It has been a milestone year for Ohio’s seven racinos.
Buckeye State racinos, or racetrack casinos, recorded $1,058,638,754 in video lottery terminal revenue in fiscal year 2019, the first time that number has exceeded $1 billion.
The Ohio Lottery Commission, which received $354,643,983 from the revenue, reported the results Monday.
“It’s the first time we’ve exceeded $1 billion in net win,” confirmed Danielle Frizzi-Babb, a spokeswoman for the Ohio Lottery Commission. “We’re proud that our VLT (Video Lottery Terminal) facilities continue to perform well.”
In fiscal 2018, the statewide revenue was $987,297,088.
The revenue represents net gaming revenues remaining after payout of prizes and promotional credits.
At Hollywood Gaming Dayton Raceway, 777 Hollywood Blvd. (Needmore and Wagner Ford roads), revenue for the July-June fiscal year was put at $110,696,527. That’s an improvement over the $103,498,790 in fiscal 2018 and the $94,959,137 notched in fiscal 2017.

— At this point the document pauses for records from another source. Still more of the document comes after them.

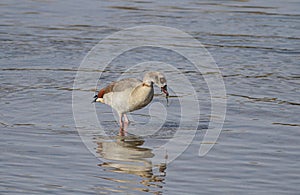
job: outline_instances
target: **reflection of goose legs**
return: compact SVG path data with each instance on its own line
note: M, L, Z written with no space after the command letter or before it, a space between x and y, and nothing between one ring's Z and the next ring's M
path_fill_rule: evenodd
M126 114L119 114L119 123L120 123L120 133L121 133L121 131L125 131L127 129L129 124L129 120Z

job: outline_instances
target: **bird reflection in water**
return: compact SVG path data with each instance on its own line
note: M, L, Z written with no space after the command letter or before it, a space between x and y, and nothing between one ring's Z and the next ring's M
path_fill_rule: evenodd
M113 139L97 138L97 153L105 162L99 164L105 171L139 176L136 181L104 178L124 185L142 184L142 187L118 186L118 190L138 190L161 194L166 175L166 159L163 163L153 164L152 149L143 147L145 140L137 136L116 136ZM167 155L166 157L167 158ZM120 175L119 175L120 176ZM124 177L122 177L124 178ZM132 178L132 177L130 177ZM124 188L124 189L123 189ZM115 191L117 189L106 189Z

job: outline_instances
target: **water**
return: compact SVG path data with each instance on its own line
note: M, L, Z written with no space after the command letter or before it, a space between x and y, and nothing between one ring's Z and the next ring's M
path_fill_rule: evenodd
M299 7L292 0L191 0L172 5L2 1L1 194L297 194ZM117 136L113 114L97 105L109 137L89 130L102 161L81 141L72 112L77 68L99 40L137 25L187 32L218 64L226 85L227 114L223 131L206 156L198 157L198 150L211 105L205 81L195 79L194 72L186 75L193 86L200 84L199 127L193 142L173 162L166 163L167 153L157 163L153 159L155 147L174 135L176 121L152 137L122 138ZM139 62L147 57L146 51L149 48L131 51L114 63ZM175 54L164 58L175 59L183 62L176 68L184 70L184 59ZM93 94L93 89L86 90ZM172 109L178 109L178 99L170 98ZM157 96L154 103L164 101ZM132 117L137 119L134 127L147 122L149 112L141 110Z

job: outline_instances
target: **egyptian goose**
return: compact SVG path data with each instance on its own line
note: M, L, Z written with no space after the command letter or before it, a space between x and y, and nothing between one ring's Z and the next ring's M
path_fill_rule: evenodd
M153 84L161 88L168 98L166 77L160 72L147 72L143 81L135 78L126 78L110 83L94 96L93 102L108 104L119 114L120 129L128 125L127 112L147 106L153 99ZM123 121L124 117L124 121Z

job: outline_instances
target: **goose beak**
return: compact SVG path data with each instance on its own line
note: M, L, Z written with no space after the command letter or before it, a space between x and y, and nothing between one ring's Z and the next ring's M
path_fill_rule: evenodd
M169 92L167 90L167 85L161 87L161 92L164 92L166 94L166 97L168 98L169 97Z

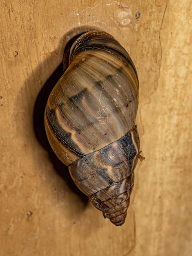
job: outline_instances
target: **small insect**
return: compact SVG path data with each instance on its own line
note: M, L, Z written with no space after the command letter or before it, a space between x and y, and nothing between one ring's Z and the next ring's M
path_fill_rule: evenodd
M89 31L72 46L45 114L56 154L78 188L116 226L125 222L134 171L143 159L135 124L138 88L125 49L109 34Z

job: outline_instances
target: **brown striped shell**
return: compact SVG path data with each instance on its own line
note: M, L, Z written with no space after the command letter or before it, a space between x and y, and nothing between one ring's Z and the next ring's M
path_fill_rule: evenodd
M72 46L45 112L55 153L79 189L117 226L125 222L138 157L138 94L128 54L110 35L92 31Z

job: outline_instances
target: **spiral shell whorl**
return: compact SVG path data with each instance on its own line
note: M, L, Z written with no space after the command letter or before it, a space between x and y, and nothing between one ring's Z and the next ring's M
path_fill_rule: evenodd
M47 137L79 189L121 225L139 151L136 70L125 50L100 31L81 36L69 62L47 101Z

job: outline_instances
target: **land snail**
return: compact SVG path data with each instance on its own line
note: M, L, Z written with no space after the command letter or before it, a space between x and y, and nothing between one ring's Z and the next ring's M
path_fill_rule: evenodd
M140 155L135 124L138 81L112 36L92 31L72 45L45 114L47 135L74 182L105 217L123 224Z

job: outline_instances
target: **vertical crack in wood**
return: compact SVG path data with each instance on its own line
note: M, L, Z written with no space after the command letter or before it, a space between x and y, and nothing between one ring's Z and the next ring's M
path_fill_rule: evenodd
M158 81L158 82L157 82L157 85L156 88L156 89L157 88L157 87L158 87L158 85L159 85L159 79L161 77L161 66L162 66L162 56L163 56L163 49L162 49L162 47L161 45L161 29L162 29L162 26L163 26L163 21L164 21L164 19L165 18L165 12L166 12L166 10L167 9L167 2L168 2L168 0L166 0L166 4L165 4L165 9L163 11L163 17L162 17L162 20L161 20L161 24L160 25L160 27L159 29L159 46L160 47L160 49L161 49L161 52L160 52L160 54L161 54L161 56L160 56L160 64L159 65L159 77L158 77L158 79L157 79Z

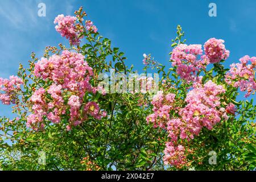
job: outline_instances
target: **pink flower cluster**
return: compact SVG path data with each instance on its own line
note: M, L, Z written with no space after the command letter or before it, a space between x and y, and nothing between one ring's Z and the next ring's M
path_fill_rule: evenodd
M80 43L79 38L79 31L76 27L77 18L75 16L59 15L55 18L54 23L57 23L55 26L56 30L62 36L69 39L69 43L72 45L77 45Z
M217 63L229 56L229 51L226 50L224 40L211 38L204 44L204 52L210 63Z
M166 128L168 121L170 119L169 113L174 109L172 104L175 101L175 97L174 94L165 95L163 91L158 91L151 102L154 113L146 117L147 122L152 122L154 127L159 126Z
M93 73L82 55L64 51L61 55L54 55L48 59L42 58L35 64L34 73L52 84L48 88L36 90L31 97L33 112L28 117L28 126L35 130L43 127L43 121L46 118L58 123L64 114L69 114L67 129L69 130L89 115L97 119L100 119L102 114L105 115L96 102L85 103L85 106L81 107L86 92L95 93L98 91L98 88L93 88L89 83Z
M3 104L17 104L18 92L23 84L20 78L11 76L9 79L0 78L0 101Z
M91 20L85 21L85 28L89 31L93 31L96 33L98 31L98 28L93 25L93 22Z
M163 158L166 164L180 167L185 164L185 153L189 150L185 150L184 142L181 141L189 142L199 134L202 127L212 130L221 118L228 118L225 109L220 106L220 95L225 93L224 88L211 80L203 85L198 80L187 94L187 105L183 108L175 106L177 101L173 93L159 91L152 98L154 113L146 120L152 122L155 127L159 126L168 133L170 140L166 143ZM227 109L236 109L230 105ZM172 113L179 117L174 117Z
M256 57L245 56L240 59L241 63L232 64L226 74L225 81L236 88L240 88L241 91L247 91L245 97L254 94L256 89L255 68ZM251 64L249 64L249 61Z
M172 51L171 60L172 66L177 66L177 73L182 79L192 81L200 68L204 68L205 59L197 59L197 56L203 54L201 45L179 44Z
M229 51L225 49L224 42L221 39L209 39L204 46L205 55L203 55L201 45L179 44L172 51L172 66L177 67L177 73L182 79L194 81L200 69L229 57Z

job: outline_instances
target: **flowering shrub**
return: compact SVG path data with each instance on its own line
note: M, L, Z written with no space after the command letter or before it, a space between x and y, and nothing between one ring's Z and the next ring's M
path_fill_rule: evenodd
M70 47L47 47L40 59L32 53L28 68L20 64L17 76L0 78L0 100L13 104L16 115L0 118L1 169L255 169L255 106L237 98L238 89L246 97L254 94L255 57L225 68L229 51L224 40L210 39L204 50L185 44L178 26L171 64L143 55L144 73L154 70L159 82L143 75L135 78L135 90L109 93L101 73L137 72L82 8L75 14L54 20ZM108 77L104 82L122 85ZM40 151L46 165L37 162Z

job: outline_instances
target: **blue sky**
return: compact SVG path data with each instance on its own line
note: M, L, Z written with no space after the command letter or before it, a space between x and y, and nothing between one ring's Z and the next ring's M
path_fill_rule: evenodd
M46 16L38 16L38 5L46 5ZM210 2L217 17L208 15ZM1 0L0 77L15 75L18 64L27 65L34 51L42 56L46 46L67 43L53 23L58 14L72 15L82 6L100 34L112 40L140 69L143 53L170 65L168 53L175 28L180 24L188 44L203 44L215 37L225 41L230 56L225 67L245 55L256 56L256 1L208 0ZM0 106L0 115L9 106Z

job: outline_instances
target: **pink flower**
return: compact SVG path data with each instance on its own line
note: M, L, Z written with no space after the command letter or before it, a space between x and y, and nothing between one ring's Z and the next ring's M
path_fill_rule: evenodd
M199 44L181 44L173 49L171 57L172 66L177 67L177 73L182 79L194 81L196 72L208 63L204 57L202 59L197 59L197 56L202 53L201 45Z
M20 78L11 76L9 80L0 78L0 101L5 105L18 102L18 92L23 82Z
M71 96L68 99L68 104L71 107L79 108L81 106L81 102L79 97L74 95Z
M96 33L98 31L98 28L93 25L93 22L91 20L86 20L85 21L85 28L88 31L92 31L94 33Z
M55 18L54 23L57 24L55 26L56 30L62 36L68 39L71 44L77 45L80 42L80 37L79 38L79 31L76 27L77 18L75 16L59 15Z
M233 103L229 104L229 105L226 107L226 111L232 115L235 115L235 112L236 110L237 109L236 108L236 106Z
M254 94L256 90L255 81L255 63L256 57L250 57L245 56L240 59L241 63L232 64L230 69L226 73L225 81L236 88L240 88L241 91L247 91L245 97ZM250 61L252 64L249 64Z
M204 44L204 52L210 63L218 63L229 57L229 51L226 50L224 43L223 40L211 38Z

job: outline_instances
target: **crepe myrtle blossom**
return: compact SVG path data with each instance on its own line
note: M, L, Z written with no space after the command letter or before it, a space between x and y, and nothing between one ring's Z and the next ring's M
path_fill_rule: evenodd
M100 119L106 115L95 102L85 103L82 114L80 112L84 94L86 92L95 94L101 89L89 83L93 72L82 55L64 51L60 55L42 58L35 63L34 74L38 78L52 83L48 88L36 90L31 97L33 111L28 117L28 126L34 129L42 127L44 119L59 123L68 110L68 130L86 121L89 116ZM72 95L67 97L70 93Z
M235 112L236 110L237 109L236 108L236 106L232 103L229 104L229 105L226 107L226 113L232 115L235 115Z
M175 47L171 57L172 66L177 67L177 73L182 79L193 81L196 72L200 68L204 68L208 64L205 57L198 59L198 56L203 54L201 45L179 44Z
M98 31L98 28L93 25L93 22L91 20L85 21L85 28L89 31L93 31L96 33Z
M20 91L23 84L22 79L11 76L9 79L0 78L0 101L3 104L10 105L18 102L17 93Z
M229 51L225 49L224 42L222 39L211 38L204 44L204 52L210 63L217 63L229 57Z
M77 18L75 16L59 15L55 18L54 23L57 24L55 26L56 30L62 36L65 37L69 40L72 45L77 45L80 42L79 38L79 33L82 32L81 29L79 29L76 26Z
M232 64L225 76L226 82L241 91L247 91L245 97L254 94L256 89L255 70L256 57L245 56L240 59L240 63ZM251 64L249 64L249 63Z

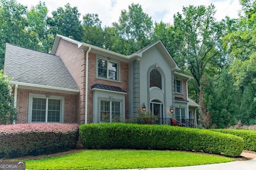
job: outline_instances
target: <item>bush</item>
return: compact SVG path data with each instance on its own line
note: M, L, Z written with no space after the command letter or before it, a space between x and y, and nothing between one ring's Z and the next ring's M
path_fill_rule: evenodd
M16 157L74 148L78 134L78 126L75 124L0 125L0 154L2 157Z
M157 116L154 115L150 112L139 112L138 116L132 119L126 120L127 123L136 123L140 124L153 124L159 120Z
M167 125L86 124L79 127L79 133L83 147L90 149L194 150L236 157L243 148L243 140L240 137Z
M16 111L13 106L12 88L9 84L10 78L0 70L0 124L12 124L16 119Z
M241 137L244 141L244 150L256 151L256 131L255 131L234 129L211 129L211 130Z

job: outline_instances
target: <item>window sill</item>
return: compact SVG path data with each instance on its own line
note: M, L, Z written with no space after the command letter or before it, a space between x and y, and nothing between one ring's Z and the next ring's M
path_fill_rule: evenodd
M121 81L119 81L119 80L112 80L112 79L109 79L101 78L101 77L99 77L99 76L96 76L95 78L97 79L100 79L100 80L112 81L112 82L116 82L116 83L121 83Z

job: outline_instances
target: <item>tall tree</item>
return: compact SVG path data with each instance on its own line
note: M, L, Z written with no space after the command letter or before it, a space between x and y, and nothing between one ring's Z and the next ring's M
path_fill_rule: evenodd
M60 7L57 11L53 11L52 15L52 17L49 17L47 22L54 36L58 33L82 40L83 28L79 20L80 13L76 6L71 7L68 3L64 7Z
M35 49L45 52L51 50L54 35L50 32L47 23L48 10L45 3L40 2L27 13L28 26L26 29L30 35L30 41Z
M104 47L104 31L98 14L87 14L83 17L83 42Z
M132 4L129 10L121 11L118 22L114 22L113 27L126 44L128 49L122 53L130 55L150 43L153 30L151 17L145 13L141 5Z
M3 67L6 42L31 47L28 44L27 7L15 0L0 0L0 70Z

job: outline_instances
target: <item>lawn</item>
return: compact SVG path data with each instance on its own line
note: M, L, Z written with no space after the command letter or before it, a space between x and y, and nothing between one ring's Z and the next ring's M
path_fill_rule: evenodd
M87 150L24 161L27 169L109 169L192 166L228 162L234 159L185 151L120 149Z

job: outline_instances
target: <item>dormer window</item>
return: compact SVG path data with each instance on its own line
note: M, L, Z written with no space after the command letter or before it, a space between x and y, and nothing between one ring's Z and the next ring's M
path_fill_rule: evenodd
M153 69L150 73L150 87L153 87L162 89L162 75L156 69Z
M117 80L117 63L99 58L98 76Z
M179 94L182 93L182 81L178 80L174 80L174 89L175 92Z

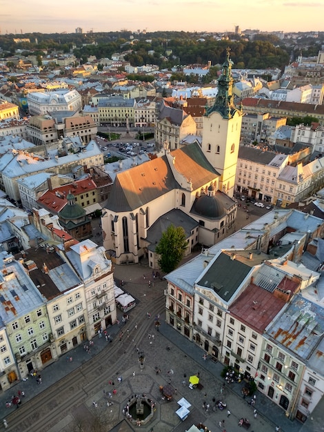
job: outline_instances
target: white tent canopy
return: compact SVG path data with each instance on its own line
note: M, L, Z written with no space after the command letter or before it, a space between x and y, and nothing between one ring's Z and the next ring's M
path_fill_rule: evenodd
M114 291L115 297L118 297L119 295L121 295L121 294L125 294L125 291L123 291L121 288L119 288L119 286L117 286L116 285L114 286Z
M121 295L119 295L116 299L116 302L118 302L124 307L134 301L135 299L134 297L132 297L130 294L121 294Z

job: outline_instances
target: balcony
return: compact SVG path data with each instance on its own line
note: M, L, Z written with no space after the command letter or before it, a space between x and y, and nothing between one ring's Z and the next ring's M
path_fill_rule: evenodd
M245 359L243 359L242 357L241 357L241 355L239 355L239 354L236 354L234 351L231 351L231 354L232 354L232 355L234 357L235 357L236 359L236 360L239 360L239 362L240 363L245 363Z
M203 330L203 328L200 326L196 325L196 331L198 331L198 333L200 333L201 335L203 335L203 336L204 336L211 342L217 345L217 346L220 346L221 345L221 340L220 339L214 336L212 336L207 331Z

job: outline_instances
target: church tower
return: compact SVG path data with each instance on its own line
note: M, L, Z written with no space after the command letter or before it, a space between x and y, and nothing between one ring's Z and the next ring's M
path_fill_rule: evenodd
M202 150L220 174L219 188L233 197L240 144L242 109L234 104L233 78L230 48L218 79L219 91L215 103L203 117Z

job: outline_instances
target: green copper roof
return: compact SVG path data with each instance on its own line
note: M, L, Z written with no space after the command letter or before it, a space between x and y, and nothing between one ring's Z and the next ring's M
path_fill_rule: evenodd
M74 202L74 196L72 193L68 193L67 197L68 204L59 212L59 217L63 219L75 219L83 217L85 210L81 206Z
M233 82L232 76L232 66L233 62L230 59L230 48L226 50L226 60L222 65L222 74L219 77L219 92L216 97L215 103L206 110L205 115L208 116L216 111L219 112L224 119L231 119L239 110L234 104Z

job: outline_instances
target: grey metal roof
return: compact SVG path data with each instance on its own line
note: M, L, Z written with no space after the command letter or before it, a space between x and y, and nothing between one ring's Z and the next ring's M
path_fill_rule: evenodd
M194 282L211 259L210 256L207 257L200 254L168 273L165 279L188 294L192 295L194 293Z
M323 308L298 294L266 333L278 345L305 361L318 345L323 331Z
M199 224L192 217L179 208L171 210L165 213L148 230L145 239L150 242L148 248L150 251L155 251L156 244L160 241L162 233L170 225L174 225L176 227L182 226L185 230L185 237L188 239L190 236L191 231L197 227Z
M6 252L0 253L1 268L6 270L0 273L1 295L0 295L0 315L7 324L43 304L41 294L20 262L8 259ZM12 257L13 258L13 257Z
M267 165L276 157L275 152L265 151L256 147L240 146L239 159L252 161L263 165Z
M254 284L267 291L273 293L276 286L280 284L285 275L285 273L276 267L261 266L253 275Z
M221 253L196 281L199 286L211 288L225 302L229 302L251 271L251 266L230 254Z

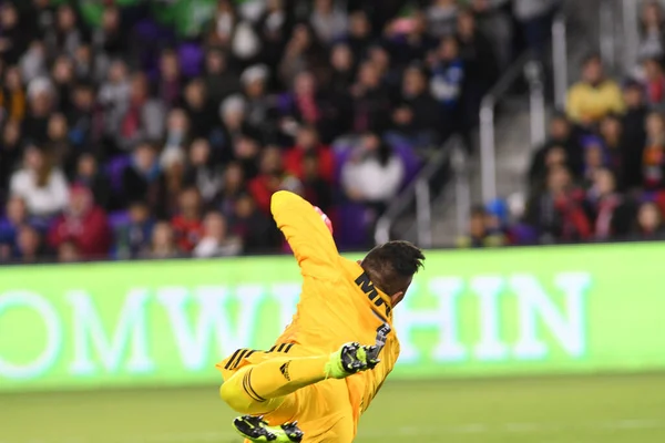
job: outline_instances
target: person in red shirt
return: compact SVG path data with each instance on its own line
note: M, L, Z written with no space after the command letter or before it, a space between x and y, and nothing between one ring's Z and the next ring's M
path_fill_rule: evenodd
M320 143L318 132L314 126L300 126L296 135L296 145L284 156L284 165L288 173L303 179L304 158L307 155L316 155L318 161L318 175L332 184L335 182L335 155L328 146Z
M203 235L198 189L195 187L183 189L177 204L180 213L171 219L171 226L180 250L191 253Z
M111 247L111 229L104 210L92 192L81 185L70 190L69 206L49 231L49 245L58 249L71 243L84 259L104 258Z

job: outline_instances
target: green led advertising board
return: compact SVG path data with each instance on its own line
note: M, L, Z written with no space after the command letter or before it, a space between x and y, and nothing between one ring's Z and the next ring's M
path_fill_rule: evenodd
M663 369L663 257L429 251L395 312L391 377ZM216 361L270 347L299 286L291 257L0 268L0 391L216 383Z

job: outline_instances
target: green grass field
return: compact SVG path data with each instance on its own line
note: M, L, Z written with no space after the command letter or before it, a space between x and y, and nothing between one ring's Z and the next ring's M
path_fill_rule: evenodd
M234 443L217 388L0 395L0 443ZM387 383L357 442L665 442L665 374Z

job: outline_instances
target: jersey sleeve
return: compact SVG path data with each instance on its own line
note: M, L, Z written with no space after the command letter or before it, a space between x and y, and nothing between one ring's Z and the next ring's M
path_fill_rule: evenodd
M298 260L304 276L320 279L338 274L337 247L332 235L314 206L287 190L273 194L270 210Z

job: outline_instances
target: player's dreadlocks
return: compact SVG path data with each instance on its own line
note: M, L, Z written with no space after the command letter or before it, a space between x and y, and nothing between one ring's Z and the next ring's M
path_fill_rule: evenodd
M423 266L424 255L409 241L388 241L377 246L362 260L370 280L386 295L406 292L413 275Z

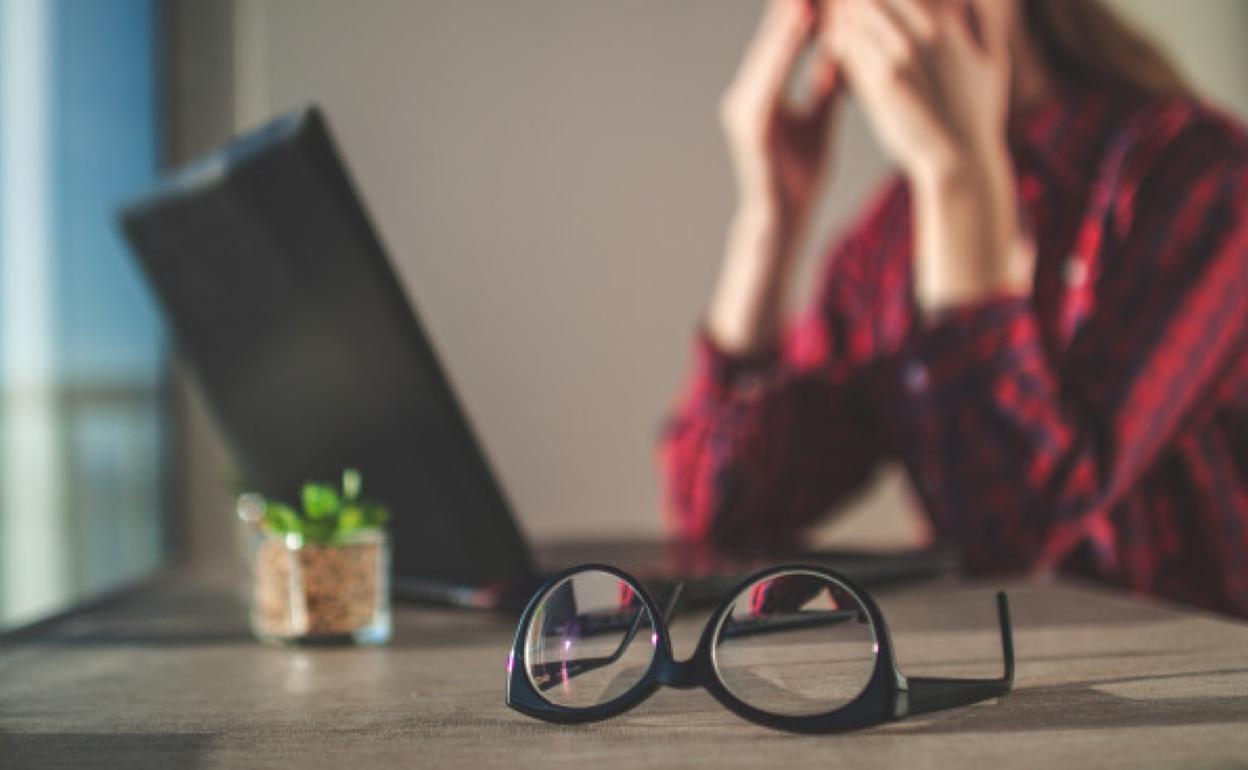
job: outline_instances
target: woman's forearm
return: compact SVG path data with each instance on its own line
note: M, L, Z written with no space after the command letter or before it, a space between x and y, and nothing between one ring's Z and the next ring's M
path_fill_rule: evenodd
M911 177L915 300L925 314L1030 291L1008 155L985 155Z
M794 230L770 203L738 208L705 319L723 352L751 356L776 344L796 263Z

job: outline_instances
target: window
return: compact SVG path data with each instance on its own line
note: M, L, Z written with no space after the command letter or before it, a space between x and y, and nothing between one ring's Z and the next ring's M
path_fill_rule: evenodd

At Miami Valley Gaming, between Lebanon and Monroe, the net win for the fiscal year was recorded as $171,565,839. That’s up from $151,563,639 in fiscal 2018 and $143,774,702 in fiscal 2017.
The Ohio Casino Control Commission also reported June results for Ohio’s four casinos. Statewide through June, casino revenue is $427,871,924.
Ohio gaming supports nearly 20,000 jobs statewide and has a total economic impact of $3.6 billion, according to research presented by the American Gaming Association in May 2018 at a conference at Miami Valley Gaming.
That study said the industry generated $594 million in taxes in 2017, with just over $800 million in wages.
In 2009, Ohio voters approved a constitutional amendment allowing casino gambling in the state, but the first casinos did not open until two-and-a-half years later.
The Horseshoe Casino Cleveland opened May 14, 2012, followed by Hollywood Casino Toledo, which opened May 29, 2012.
The constitutional amendment was followed by an executive order allowing video lottery terminals at racetracks or “racinos.”